Re: When to split a stream in two or more streams

Willie · ‎Feb 15, 2021

I have a stream that has about 40 fields. The data in each field is unique so the stream cannot be normalized. About 2000 records are created each month. Most of the time, when the stream is queried, not all of the fields are needed. Should the stream be split into two or more streams? Will this have any noticeable improvement in performance? When performing queries, my understanding is that we cannot select the fields to be outputted as in the example below:

https://bi-bigdata.com/2012/09/02/select-vs-select-in-sql-server-query

PaiChung · ‎Feb 15, 2021

Assuming you are using a regular Stream vs. ValueStream, I don't think Stream supports querying only specified columns unlike ValueStreams.

If you know that you need certain fields more often than others, splitting can help, especially if you use multiple persistence providers.

ie one Stream is supported by schema "A" and the other Stream is supported by schema "B"

First advantage though is less total data retrieved and transferred, but if you use two or more persistence providers than the overall table size of the stored stream reduces significantly.

Willie · ‎Feb 15, 2021

Would there be any significant performance improvement if there is only one persistence provider? Would the change in performance be almost negligible? Is 40 fields a lot for a stream? There are times when all of the fields need to be displayed.

PaiChung · ‎Feb 15, 2021

If you use one persistence provider, that means all the records will still reside in one and the same table. There is limited indexing on Streams so the advantage will be reduced to nil. I can't say for sure, you would have to test it.

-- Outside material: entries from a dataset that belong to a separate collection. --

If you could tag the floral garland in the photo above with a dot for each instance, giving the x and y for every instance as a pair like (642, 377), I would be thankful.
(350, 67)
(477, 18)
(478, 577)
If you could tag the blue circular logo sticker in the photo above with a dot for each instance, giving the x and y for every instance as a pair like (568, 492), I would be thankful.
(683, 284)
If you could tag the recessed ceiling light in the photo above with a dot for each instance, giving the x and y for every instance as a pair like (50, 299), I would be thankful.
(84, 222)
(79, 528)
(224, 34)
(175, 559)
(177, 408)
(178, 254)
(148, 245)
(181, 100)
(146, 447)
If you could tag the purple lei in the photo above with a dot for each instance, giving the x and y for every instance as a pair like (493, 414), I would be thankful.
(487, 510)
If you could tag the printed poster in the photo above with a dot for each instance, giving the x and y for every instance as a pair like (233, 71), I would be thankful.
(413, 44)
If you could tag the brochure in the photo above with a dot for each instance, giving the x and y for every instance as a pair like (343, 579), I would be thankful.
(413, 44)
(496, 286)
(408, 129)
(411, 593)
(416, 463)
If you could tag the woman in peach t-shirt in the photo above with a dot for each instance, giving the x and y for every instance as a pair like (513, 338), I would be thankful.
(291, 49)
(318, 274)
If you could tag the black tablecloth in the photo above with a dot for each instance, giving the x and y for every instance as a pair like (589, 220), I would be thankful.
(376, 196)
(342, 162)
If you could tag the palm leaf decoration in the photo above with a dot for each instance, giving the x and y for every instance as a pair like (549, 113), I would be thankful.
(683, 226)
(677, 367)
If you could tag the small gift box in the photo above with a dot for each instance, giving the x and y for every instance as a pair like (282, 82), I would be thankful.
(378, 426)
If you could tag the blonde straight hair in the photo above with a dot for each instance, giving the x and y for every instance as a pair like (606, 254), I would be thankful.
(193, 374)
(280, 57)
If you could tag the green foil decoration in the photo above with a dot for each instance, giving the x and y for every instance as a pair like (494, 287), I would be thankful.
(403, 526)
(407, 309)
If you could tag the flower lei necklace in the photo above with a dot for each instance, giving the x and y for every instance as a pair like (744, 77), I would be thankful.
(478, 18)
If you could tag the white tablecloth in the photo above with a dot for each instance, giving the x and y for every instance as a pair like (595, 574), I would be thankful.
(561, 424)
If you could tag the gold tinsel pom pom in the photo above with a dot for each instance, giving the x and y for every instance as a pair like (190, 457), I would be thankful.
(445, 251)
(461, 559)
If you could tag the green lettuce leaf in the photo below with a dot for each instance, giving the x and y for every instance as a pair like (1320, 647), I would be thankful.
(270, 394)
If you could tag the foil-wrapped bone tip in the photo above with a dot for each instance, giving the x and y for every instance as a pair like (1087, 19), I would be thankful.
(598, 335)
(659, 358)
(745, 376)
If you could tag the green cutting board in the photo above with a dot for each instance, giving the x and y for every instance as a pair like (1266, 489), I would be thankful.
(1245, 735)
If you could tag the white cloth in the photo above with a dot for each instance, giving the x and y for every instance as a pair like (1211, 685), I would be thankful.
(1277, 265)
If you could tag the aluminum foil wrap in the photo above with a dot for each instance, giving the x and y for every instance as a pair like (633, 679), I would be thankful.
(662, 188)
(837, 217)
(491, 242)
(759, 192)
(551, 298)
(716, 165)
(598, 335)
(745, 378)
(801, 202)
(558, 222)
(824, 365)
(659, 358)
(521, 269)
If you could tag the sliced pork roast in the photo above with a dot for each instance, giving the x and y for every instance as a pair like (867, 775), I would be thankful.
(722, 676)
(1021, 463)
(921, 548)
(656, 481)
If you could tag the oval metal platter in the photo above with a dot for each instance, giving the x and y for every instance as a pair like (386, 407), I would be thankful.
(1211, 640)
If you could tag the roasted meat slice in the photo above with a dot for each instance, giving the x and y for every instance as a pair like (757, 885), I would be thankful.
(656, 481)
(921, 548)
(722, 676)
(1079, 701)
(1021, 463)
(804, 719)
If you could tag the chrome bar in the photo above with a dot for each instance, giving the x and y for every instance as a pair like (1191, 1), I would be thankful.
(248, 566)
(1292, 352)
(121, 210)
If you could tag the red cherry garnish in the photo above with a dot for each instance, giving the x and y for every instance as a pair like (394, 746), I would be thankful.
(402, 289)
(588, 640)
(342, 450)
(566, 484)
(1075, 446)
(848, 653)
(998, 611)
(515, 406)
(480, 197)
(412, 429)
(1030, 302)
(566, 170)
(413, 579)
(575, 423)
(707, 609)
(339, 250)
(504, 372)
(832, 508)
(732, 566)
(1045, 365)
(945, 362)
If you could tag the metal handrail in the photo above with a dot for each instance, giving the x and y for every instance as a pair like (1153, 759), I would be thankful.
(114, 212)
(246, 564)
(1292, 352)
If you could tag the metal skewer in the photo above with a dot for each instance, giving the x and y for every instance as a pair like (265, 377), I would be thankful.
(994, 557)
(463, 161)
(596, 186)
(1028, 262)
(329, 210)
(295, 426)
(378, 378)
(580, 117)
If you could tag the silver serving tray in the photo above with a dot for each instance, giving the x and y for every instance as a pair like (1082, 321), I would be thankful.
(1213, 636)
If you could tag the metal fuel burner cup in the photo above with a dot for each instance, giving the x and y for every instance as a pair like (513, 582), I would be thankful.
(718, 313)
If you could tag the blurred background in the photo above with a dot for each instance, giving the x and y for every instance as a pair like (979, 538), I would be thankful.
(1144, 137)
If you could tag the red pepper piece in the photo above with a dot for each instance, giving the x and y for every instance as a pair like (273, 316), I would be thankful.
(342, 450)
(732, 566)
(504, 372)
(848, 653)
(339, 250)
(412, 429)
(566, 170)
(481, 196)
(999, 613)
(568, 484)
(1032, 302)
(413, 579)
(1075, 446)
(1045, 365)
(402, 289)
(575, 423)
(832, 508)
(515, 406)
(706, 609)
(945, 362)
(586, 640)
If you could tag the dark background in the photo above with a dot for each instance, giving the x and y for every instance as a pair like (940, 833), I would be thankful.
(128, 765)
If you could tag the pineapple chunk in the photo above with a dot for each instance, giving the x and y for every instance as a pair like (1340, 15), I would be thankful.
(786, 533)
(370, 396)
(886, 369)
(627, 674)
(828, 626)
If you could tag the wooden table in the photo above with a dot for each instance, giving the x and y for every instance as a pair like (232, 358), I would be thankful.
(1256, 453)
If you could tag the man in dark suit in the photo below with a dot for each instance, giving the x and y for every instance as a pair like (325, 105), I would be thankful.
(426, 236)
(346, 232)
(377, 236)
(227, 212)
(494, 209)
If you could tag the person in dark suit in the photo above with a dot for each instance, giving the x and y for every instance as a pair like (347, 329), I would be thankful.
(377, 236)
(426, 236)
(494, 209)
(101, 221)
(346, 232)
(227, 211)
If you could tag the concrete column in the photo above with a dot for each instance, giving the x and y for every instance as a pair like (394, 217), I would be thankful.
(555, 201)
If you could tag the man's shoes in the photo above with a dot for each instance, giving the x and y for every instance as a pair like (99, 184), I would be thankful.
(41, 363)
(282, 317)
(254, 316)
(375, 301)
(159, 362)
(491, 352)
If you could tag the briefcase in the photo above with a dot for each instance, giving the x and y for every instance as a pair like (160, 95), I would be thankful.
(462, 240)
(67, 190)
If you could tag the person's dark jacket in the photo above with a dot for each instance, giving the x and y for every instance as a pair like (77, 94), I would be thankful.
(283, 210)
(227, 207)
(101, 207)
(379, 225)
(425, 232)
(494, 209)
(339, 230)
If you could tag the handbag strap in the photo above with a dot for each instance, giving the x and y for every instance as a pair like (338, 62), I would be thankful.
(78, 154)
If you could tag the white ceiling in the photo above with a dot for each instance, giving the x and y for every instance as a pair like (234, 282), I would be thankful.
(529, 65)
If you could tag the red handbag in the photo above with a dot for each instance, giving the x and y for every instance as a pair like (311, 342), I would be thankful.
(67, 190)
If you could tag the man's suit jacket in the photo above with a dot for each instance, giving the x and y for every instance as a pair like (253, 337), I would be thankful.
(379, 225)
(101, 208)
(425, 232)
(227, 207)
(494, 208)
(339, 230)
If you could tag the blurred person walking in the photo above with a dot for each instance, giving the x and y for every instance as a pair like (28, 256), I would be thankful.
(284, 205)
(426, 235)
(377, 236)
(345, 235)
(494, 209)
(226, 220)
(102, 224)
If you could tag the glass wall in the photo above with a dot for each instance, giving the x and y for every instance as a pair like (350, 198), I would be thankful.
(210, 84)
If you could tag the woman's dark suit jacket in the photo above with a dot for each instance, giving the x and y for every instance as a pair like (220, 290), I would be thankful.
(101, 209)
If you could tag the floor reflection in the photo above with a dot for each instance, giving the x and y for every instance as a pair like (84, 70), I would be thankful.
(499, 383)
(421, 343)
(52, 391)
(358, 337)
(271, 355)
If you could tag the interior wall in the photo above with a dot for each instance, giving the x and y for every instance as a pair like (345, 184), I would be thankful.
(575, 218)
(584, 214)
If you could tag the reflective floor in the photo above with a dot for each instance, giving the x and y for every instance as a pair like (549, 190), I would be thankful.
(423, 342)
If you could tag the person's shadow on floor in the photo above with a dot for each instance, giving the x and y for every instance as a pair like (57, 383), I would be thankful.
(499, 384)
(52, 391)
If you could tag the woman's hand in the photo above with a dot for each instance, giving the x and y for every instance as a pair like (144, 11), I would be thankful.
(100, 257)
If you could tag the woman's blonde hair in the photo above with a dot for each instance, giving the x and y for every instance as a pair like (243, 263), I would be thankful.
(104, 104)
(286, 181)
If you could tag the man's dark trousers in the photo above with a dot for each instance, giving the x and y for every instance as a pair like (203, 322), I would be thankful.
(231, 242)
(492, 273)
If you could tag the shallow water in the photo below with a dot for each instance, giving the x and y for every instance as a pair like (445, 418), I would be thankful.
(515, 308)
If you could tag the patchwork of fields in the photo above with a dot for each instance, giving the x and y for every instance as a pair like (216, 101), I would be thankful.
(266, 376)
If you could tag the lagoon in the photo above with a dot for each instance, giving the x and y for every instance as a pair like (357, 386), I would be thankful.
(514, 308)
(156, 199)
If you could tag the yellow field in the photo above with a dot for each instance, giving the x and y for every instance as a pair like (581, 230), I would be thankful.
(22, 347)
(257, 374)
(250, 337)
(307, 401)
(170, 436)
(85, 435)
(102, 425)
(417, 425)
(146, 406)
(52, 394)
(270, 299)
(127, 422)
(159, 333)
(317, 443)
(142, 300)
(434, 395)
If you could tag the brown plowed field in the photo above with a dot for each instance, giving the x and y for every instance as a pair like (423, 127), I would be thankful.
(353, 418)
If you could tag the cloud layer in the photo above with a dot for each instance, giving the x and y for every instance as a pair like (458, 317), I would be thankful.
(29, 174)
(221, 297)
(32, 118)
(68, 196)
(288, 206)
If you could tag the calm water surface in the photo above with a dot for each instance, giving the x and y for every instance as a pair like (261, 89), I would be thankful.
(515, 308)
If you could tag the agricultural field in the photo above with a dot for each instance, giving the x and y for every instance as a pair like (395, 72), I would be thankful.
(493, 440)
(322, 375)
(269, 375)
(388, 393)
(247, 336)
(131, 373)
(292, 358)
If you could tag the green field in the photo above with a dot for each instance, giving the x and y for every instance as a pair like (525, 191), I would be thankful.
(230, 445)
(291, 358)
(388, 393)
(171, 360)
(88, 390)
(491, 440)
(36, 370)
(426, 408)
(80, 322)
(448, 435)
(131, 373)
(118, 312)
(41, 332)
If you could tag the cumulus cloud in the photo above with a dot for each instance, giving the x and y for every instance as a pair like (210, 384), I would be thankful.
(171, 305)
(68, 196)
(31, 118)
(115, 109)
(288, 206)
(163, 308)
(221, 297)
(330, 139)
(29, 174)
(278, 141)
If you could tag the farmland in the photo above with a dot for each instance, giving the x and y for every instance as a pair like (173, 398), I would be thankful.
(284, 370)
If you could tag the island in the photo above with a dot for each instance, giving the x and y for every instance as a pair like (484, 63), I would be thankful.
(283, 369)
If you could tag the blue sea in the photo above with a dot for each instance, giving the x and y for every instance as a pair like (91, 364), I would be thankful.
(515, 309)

When you do need all the fields, as long as you have a field to allow joining, you can use the very fast in memory infotable service operations to put the table(s) together. The only part that you would have to be aware of is the amount of data it will represent that needs to be transferred from Server to Client and then displayed.

40 fields isn't necessarily a lot, but if you only need 10 fields all the time and 40 once a month, splitting would make sense. The other part to the calculation would be number of rows.

Note that setting up another persistence provider doesn't mean a separate Database server, you can just create a second schema within the same Database server.

Willie · ‎Feb 15, 2021

I've been using ThingworxPersistenceProvider for everything. Is this bad practice? Should there be several persistence providers?

Willie · ‎Feb 22, 2021

Okay, makes sense. Thank you.

Willie · ‎Feb 22, 2021

@PaiChung wrote:

If you use one persistence provider, that means all the records will still reside in one and the same table.

Does this mean data is stored in one table with millions of columns when stored in a persistence provider?

We have Tomcat and Postgres on the same machine. Should they be on separate machines? Would having them on the same machine affect performance?

PaiChung · ‎Feb 22, 2021

It's millions of rows over time yes.

Streams are basically StreamName/TimeStamp/JSONObject (describes the data according to data shape with value)

For production environments, best practice is to indeed have the database server on a separate server.

Willie · ‎Feb 22, 2021

Okay, thank you for the clarification.

I understand what streams, value streams, and data tables are. In your reply, I thought you meant that all stream data are stored in one giant table with millions of columns, meaning a combination of different streams in one giant table with the timestamp as the key in the persistence provider.

@PaiChung wrote:
For production environments, best practice is to indeed have the database server on a separate server.

Okay, PTC cloud service put our Tomcat and Postgres on the same VM. Been trying to figure out why the performance on our servers have been sluggish and how we can improve it.

Willie · ‎Feb 22, 2021

Yes, I meant columns and not rows.

@Anonymous wrote:

Regardless, the underlying SQL tables do not have a correspondence of 1:1 with the columns you define in ThingWorx.

Okay, so a field in a datashape does not correspond to a field in an SQL table in the persistence provider.

I'll take a look at the deployment architecture guide.

slangley · ‎Mar 09, 2021

Hi @Willie.

If you feel your question has been answered, please mark the appropriate response as the Accepted Solution for the benefit of others with the same question.

Regards.

--Sharon